Di notte, guardinga e silenziosa. Lasciando tutto ciò che possedevo, nessun ricordo.Una vita passata che non tornerà, ma che mi sveglia con incubi e pensieri. Vividi. Perchè i dolori anche se li ignori rimangono attaccati, come unto, sulla pelle. Impregnano l’umore e disegnano nuove rughe sul volto e intorno agli occhi. Diventano tremore nelle mani che impacciate cercano sempre qualcosa che non trovano. Il dispiacere opaco e vibrante si allarga dentro e ogni tanto toglie il fiato. Lo sguardo rimane fisso e sembra triste anche se non sta pensando a niente. Io mi fermerò in una locanda per un pezzo di pane e del vino. Riempire lo stomaco come unica consolazione. Osserverò con curiosità le venature scure del legno sul tavolo. Il mio è il solo posto occupato, non mi devo preoccupare di sguardi indagatori, di domande a cui non saprei rispondere.
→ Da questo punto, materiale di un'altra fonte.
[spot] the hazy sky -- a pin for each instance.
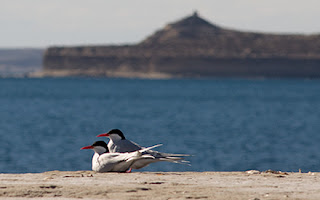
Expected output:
(41, 23)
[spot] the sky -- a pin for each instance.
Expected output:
(40, 23)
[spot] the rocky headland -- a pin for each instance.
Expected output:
(193, 47)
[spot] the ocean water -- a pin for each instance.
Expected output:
(226, 124)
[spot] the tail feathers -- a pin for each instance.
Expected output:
(177, 160)
(139, 156)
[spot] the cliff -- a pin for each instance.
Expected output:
(193, 47)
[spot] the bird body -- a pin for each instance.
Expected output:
(118, 143)
(104, 161)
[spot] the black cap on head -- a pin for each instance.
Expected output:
(117, 131)
(102, 144)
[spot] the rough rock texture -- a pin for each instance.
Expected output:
(193, 47)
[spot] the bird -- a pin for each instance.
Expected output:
(118, 143)
(104, 161)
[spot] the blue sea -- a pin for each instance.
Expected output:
(226, 124)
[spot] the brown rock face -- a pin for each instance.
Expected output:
(193, 47)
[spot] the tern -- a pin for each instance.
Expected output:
(104, 161)
(118, 143)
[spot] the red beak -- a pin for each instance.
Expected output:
(87, 147)
(103, 135)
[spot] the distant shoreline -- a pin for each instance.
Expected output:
(161, 185)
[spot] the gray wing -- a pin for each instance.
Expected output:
(123, 146)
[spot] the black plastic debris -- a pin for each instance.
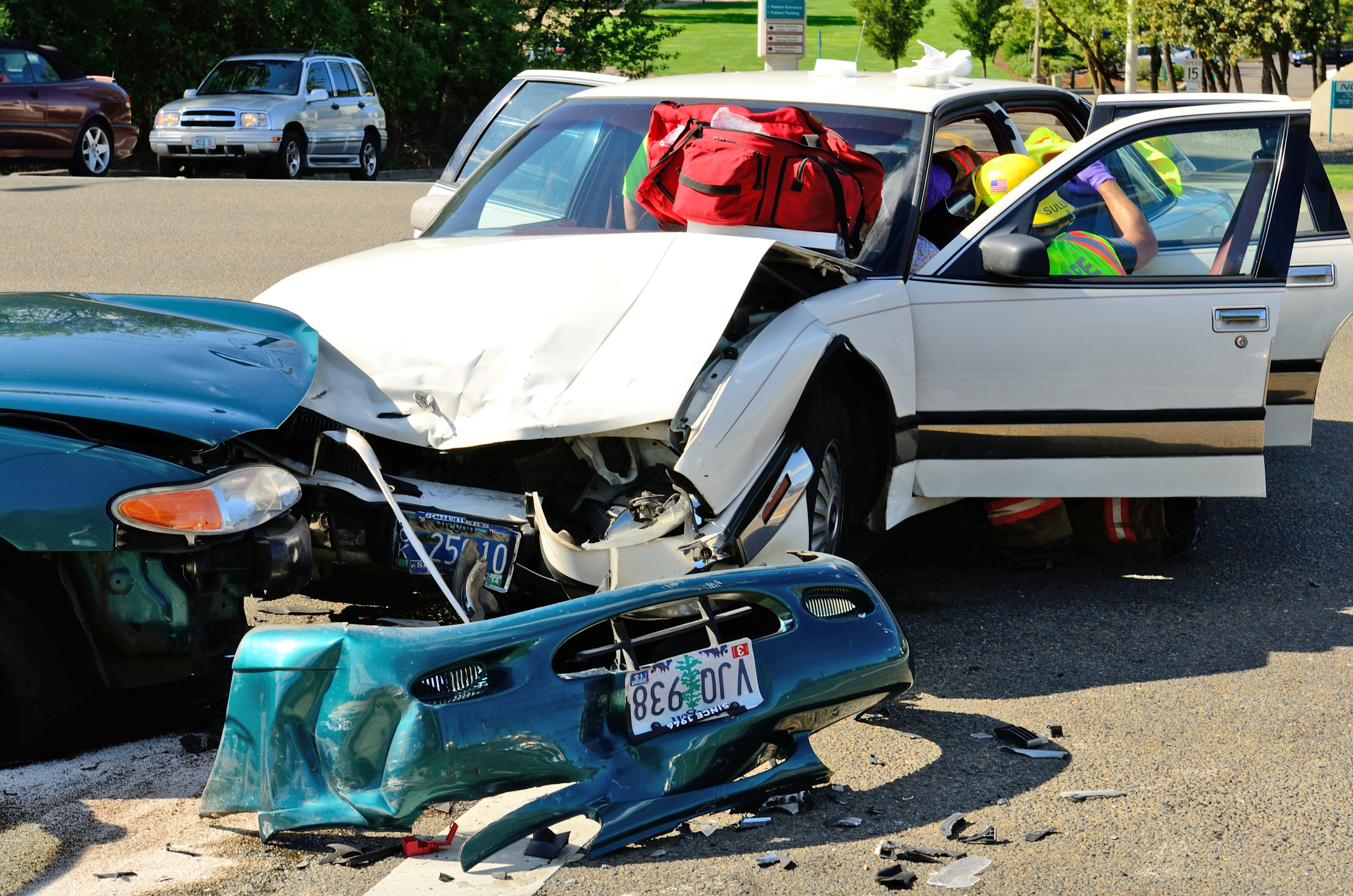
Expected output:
(896, 878)
(952, 825)
(547, 845)
(1018, 736)
(985, 836)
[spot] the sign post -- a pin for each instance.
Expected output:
(1341, 97)
(1192, 76)
(781, 32)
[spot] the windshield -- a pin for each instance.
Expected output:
(567, 172)
(253, 76)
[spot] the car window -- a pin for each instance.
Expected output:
(43, 71)
(531, 100)
(1030, 122)
(253, 76)
(1184, 202)
(344, 83)
(368, 87)
(567, 172)
(975, 132)
(317, 79)
(14, 68)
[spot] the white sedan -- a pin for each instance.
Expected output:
(558, 390)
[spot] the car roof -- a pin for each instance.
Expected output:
(569, 78)
(877, 90)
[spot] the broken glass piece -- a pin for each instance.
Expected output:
(1037, 754)
(895, 878)
(949, 825)
(961, 873)
(985, 836)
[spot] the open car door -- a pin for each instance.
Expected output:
(1142, 374)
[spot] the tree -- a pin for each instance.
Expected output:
(977, 20)
(891, 25)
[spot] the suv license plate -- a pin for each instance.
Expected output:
(444, 538)
(696, 687)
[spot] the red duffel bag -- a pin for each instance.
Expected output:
(726, 165)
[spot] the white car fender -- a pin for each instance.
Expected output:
(742, 425)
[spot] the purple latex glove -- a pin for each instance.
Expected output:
(1090, 181)
(938, 187)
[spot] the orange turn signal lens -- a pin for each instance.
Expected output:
(193, 511)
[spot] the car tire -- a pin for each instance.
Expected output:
(829, 502)
(368, 159)
(290, 162)
(36, 696)
(92, 155)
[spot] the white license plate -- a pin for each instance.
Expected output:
(696, 687)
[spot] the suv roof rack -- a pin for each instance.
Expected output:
(302, 52)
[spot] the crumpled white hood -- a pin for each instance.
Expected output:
(466, 341)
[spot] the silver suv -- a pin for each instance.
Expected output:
(276, 111)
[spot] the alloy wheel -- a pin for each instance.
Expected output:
(95, 151)
(827, 502)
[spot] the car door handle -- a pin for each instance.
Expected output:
(1310, 275)
(1251, 320)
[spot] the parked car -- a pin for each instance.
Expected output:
(521, 99)
(50, 110)
(279, 113)
(548, 396)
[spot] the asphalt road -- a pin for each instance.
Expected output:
(1212, 688)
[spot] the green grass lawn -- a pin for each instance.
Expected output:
(1341, 177)
(725, 34)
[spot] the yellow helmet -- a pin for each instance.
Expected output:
(1004, 174)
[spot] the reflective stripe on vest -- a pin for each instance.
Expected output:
(1081, 254)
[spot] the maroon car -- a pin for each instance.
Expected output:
(52, 110)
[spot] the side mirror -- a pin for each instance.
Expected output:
(425, 210)
(1014, 255)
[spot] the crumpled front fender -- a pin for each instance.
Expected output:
(324, 727)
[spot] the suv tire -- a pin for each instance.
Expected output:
(290, 162)
(368, 159)
(36, 698)
(92, 155)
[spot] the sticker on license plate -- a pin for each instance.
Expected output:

Perderò tempo, consumerò. Ho detto addio a quella porta che ti cela al mondo mentre ancora stai dormendo. Il mio pensiero ti farà da coperta e da legna nel camino. Come se potessi ancora proteggerti. Poi mi stringerò il mantello addosso, il cappuccio sul volto, le lacrime bianche ad oscurarmi gli occhi.“Sarai sempre il mio pensiero più grande.”sussurrerò “Ma ora vado.”

E sparirò in una nuvola di polvere, diventando leggera nell’aria fredda della prima luce dell’alba.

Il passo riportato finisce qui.